SuperCL: Superpixel Guided Contrastive Learning for Medical Image Segmentation Pre-training
Shuang Zeng, Lei Zhu, Xinliang Zhang, Hangzhou He, Yanye Lu
TL;DR
Medical image segmentation is hindered by scarce labeled data. SuperCL addresses this by pre-training with contrastive learning guided by superpixels: ILCP exploits pixel-level intra-image structure, while IGCP leverages inter-image global relationships via ASP and CCL to generate reliable weak labels; the overall objective combines $ \mathcal{L}_{total}=\lambda_1\mathcal{L}_{ins}+\lambda_2\mathcal{L}_{intra}+\lambda_3\mathcal{L}_{inter}$. Empirical results on eight downstream datasets show that SuperCL outperforms 12 SOTA CL baselines, achieving notable DSC and JC gains at 10% and maintaining improvements at 25% annotations; in some cases, 25% supervision with SuperCL approaches fully supervised performance. The approach demonstrates strong cross-domain generalization (CT/MRI) and is compatible with various U-Net backbones, underscoring its practical value for data-efficient medical image segmentation. Overall, SuperCL provides a scalable, annotation-efficient pre-training paradigm that improves segmentation accuracy and reliability in clinical imaging workflows.
Abstract
Medical image segmentation is a critical yet challenging task, primarily due to the difficulty of obtaining extensive datasets of high-quality, expert-annotated images. Contrastive learning presents a potential but still problematic solution to this issue.
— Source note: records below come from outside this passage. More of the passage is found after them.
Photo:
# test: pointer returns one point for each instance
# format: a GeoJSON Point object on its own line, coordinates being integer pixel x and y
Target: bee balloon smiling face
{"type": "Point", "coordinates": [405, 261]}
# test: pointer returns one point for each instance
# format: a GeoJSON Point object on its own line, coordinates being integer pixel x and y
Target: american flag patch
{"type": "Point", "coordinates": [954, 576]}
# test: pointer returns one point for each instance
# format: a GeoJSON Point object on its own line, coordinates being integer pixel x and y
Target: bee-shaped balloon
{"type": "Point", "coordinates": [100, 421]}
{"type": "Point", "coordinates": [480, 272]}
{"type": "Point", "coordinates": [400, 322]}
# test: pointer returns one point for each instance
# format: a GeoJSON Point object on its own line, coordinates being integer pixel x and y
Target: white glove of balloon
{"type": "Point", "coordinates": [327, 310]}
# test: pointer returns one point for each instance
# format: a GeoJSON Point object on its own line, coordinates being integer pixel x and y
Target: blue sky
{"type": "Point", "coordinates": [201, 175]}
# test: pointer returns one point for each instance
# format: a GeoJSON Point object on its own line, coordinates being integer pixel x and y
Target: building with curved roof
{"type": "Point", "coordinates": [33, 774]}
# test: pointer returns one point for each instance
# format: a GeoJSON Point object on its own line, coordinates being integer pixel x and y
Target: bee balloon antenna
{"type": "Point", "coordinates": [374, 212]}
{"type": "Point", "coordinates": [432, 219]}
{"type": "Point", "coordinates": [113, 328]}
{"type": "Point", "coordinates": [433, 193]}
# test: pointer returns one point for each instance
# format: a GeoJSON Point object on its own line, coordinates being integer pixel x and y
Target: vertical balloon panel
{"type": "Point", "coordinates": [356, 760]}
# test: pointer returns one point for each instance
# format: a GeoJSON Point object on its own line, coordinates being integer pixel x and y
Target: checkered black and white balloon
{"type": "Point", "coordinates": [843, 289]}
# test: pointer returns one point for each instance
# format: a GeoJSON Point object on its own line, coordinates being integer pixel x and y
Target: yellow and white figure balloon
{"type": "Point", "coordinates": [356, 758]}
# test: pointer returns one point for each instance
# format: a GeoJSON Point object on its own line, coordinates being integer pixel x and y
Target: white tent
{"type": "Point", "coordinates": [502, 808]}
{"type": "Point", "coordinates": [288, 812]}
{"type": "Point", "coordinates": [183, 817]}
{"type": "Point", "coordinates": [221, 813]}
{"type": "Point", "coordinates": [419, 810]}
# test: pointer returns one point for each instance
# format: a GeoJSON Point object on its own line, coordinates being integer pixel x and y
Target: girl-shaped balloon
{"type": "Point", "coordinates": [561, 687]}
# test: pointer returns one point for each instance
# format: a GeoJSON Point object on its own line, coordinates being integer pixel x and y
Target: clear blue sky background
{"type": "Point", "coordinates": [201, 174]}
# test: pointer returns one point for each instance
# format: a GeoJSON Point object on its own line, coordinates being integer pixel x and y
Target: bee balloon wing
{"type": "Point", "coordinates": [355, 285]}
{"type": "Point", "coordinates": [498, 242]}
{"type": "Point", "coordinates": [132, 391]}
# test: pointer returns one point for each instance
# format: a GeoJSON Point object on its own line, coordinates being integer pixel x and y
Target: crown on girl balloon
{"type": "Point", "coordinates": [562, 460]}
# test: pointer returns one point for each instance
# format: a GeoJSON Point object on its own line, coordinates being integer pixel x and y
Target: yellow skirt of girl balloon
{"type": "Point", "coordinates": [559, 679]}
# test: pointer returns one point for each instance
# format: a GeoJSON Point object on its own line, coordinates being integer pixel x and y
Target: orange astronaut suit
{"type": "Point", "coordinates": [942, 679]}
Because most existing methods focus on extracting instance-level or pixel-to-pixel representation, which ignores the characteristics between intra-image similar pixel groups. Moreover, when considering contrastive pairs generation, most SOTA methods mainly rely on manually setting thresholds, which requires a large number of gradient experiments and lacks efficiency and generalization. To address these issues, we propose a novel contrastive learning approach named SuperCL for medical image segmentation pre-training. Specifically, our SuperCL exploits the structural prior and pixel correlation of images by introducing two novel contrastive pairs generation strategies: Intra-image Local Contrastive Pairs (ILCP) Generation and Inter-image Global Contrastive Pairs (IGCP) Generation. Considering superpixel cluster aligns well with the concept of contrastive pairs generation, we utilize the superpixel map to generate pseudo masks for both ILCP and IGCP to guide supervised contrastive learning. Moreover, we also propose two modules named Average SuperPixel Feature Map Generation (ASP) and Connected Components Label Generation (CCL) to better exploit the prior structural information for IGCP. Finally, experiments on 8 medical image datasets indicate our SuperCL outperforms existing 12 methods. i.e. Our SuperCL achieves a superior performance with more precise predictions from visualization figures and 3.15%, 5.44%, 7.89% DSC higher than the previous best results on MMWHS, CHAOS, Spleen with 10% annotations. Our code will be released after acceptance.